Alarcón C, Lincoln B, Rhodes C J
E. P. Joslin Research Laboratory, Joslin Diabetes Center, Brigham and Women's Hospital, Boston, Massachusetts 02215.
J Biol Chem. 1993 Feb 25;268(6):4276-80.
The biosynthesis of proinsulin is specifically stimulated by glucose in the pancreatic beta-cell, and this, in turn, places an increased demand on the mechanism for proinsulin to insulin conversion. Proteolytic proinsulin processing is catalyzed by two endopeptidases putatively identified as the subtilisin-related PC2 and PC3 convertases (Bennett, D. L., Bailyes, E. M., Nielson, E., Guest, P. C., Rutherford, N. G., Arden, S. D., and Hutton, J. C. (1992) J. Biol. Chem. 267, 15229-15236; Bailyes, E. M., Shennan, K. I. J., Seal, A. J., Smeekens, S. P., Steiner, D. F., Hutton, J. C., and Docherty, K. (1992) Biochem. J. 285, 391-394). In this study, we demonstrate in isolated rat pancreatic islets that the biosynthesis of PC3 was specifically stimulated by glucose relatively parallel to that of proinsulin. In contrast, however, PC2 biosynthesis was not glucose-regulated. The stimulation of PC3 and proinsulin biosynthesis was observed above a threshold of 4 mM glucose and reached a maximum (about 7-10-fold) above 10 mM glucose concentrations. Glucose stimulation for PC3 and proinsulin biosynthesis was rapid (occurring within 20 min and reaching a maximum by 60 min) and was not affected by the additional presence of actinomycin D, suggesting regulation predominantly at the translational level. Moreover, the intracellular signals for glucose-stimulated PC3 and proinsulin biosynthesis appeared to be similar, requiring the metabolism of glucose. PC3 has been implicated as the key endopeptidase in proinsulin to insulin conversion, in that it is the enzyme which preferentially initiates the process (Rhodes, C. J., Lincoln, B., and Shoelson, S. E. (1992) J. Biol. Chem. 267, 22719-22727). We suggest that co-ordinate stimulation of PC3 biosynthesis, along with that of its proinsulin substrate, elucidates an additional control point by which the mechanism of proprotein processing might be regulated.

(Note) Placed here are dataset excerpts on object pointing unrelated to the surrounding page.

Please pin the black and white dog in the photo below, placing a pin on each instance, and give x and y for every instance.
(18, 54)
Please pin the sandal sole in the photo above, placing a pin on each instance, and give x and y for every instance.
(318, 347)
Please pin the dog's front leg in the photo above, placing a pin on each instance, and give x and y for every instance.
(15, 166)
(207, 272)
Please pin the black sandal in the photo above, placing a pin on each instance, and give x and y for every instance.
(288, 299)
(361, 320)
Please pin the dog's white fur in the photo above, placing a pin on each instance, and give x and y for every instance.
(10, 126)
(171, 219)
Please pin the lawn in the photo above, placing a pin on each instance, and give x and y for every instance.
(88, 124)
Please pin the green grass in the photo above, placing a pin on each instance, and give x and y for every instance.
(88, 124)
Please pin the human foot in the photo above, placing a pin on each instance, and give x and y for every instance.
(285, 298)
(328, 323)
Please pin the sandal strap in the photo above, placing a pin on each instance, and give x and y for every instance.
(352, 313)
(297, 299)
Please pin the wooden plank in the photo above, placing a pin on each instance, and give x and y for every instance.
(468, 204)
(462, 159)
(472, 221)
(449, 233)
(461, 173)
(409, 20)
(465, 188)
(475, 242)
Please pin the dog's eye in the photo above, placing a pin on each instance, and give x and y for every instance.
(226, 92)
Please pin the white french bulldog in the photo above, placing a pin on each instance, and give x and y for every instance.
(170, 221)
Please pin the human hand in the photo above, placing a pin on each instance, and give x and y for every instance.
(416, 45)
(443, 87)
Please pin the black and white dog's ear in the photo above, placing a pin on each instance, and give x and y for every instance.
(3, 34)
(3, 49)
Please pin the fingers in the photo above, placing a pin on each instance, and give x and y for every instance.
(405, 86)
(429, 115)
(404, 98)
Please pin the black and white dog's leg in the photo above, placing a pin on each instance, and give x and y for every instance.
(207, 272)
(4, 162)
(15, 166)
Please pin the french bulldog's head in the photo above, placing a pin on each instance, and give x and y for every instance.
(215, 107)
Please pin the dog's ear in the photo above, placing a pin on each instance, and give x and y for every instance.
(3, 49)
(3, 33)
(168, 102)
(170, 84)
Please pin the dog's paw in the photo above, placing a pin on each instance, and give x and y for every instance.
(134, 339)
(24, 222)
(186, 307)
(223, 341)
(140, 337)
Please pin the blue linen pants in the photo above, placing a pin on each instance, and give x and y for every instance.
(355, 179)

在胰腺β细胞中,葡萄糖特异性地刺激胰岛素原的生物合成,这反过来又对胰岛素原转化为胰岛素的机制提出了更高的要求。蛋白水解性胰岛素原加工由两种内肽酶催化,据推测这两种酶被鉴定为枯草杆菌蛋白酶相关的PC2和PC3转化酶(贝内特,D. L.,贝利耶斯,E. M.,尼尔森,E.,格斯特,P. C.,卢瑟福,N. G.,阿登,S. D.,以及赫顿,J. C.(1992年)《生物化学杂志》267卷,第15229 - 15236页;贝利耶斯,E. M.,申南,K. I. J.,西尔,A. J.,斯米肯斯,S. P.,施泰纳,D. F.,赫顿,J. C.,以及多切蒂,K.(1992年)《生物化学杂志》285卷,第391 - 394页)。在本研究中,我们在分离的大鼠胰岛中证明,PC3的生物合成受到葡萄糖的特异性刺激,其与胰岛素原的刺激相对平行。然而,相比之下,PC2的生物合成不受葡萄糖调节。在葡萄糖浓度高于4 mM的阈值时观察到PC3和胰岛素原生物合成的刺激,在葡萄糖浓度高于10 mM时达到最大值(约7 - 10倍)。葡萄糖对PC3和胰岛素原生物合成的刺激迅速(在20分钟内发生并在60分钟时达到最大值),并且不受放线菌素D额外存在的影响,这表明主要在翻译水平进行调节。此外,葡萄糖刺激PC3和胰岛素原生物合成的细胞内信号似乎相似,需要葡萄糖的代谢。PC3被认为是胰岛素原转化为胰岛素的关键内肽酶,因为它是优先启动该过程的酶(罗兹,C. J.,林肯,B.,以及肖尔森,S. E.(1992年)《生物化学杂志》267卷,第22719 - 22727页)。我们认为,PC3生物合成与其胰岛素原底物的协同刺激阐明了前体蛋白加工机制可能被调节的另一个控制点。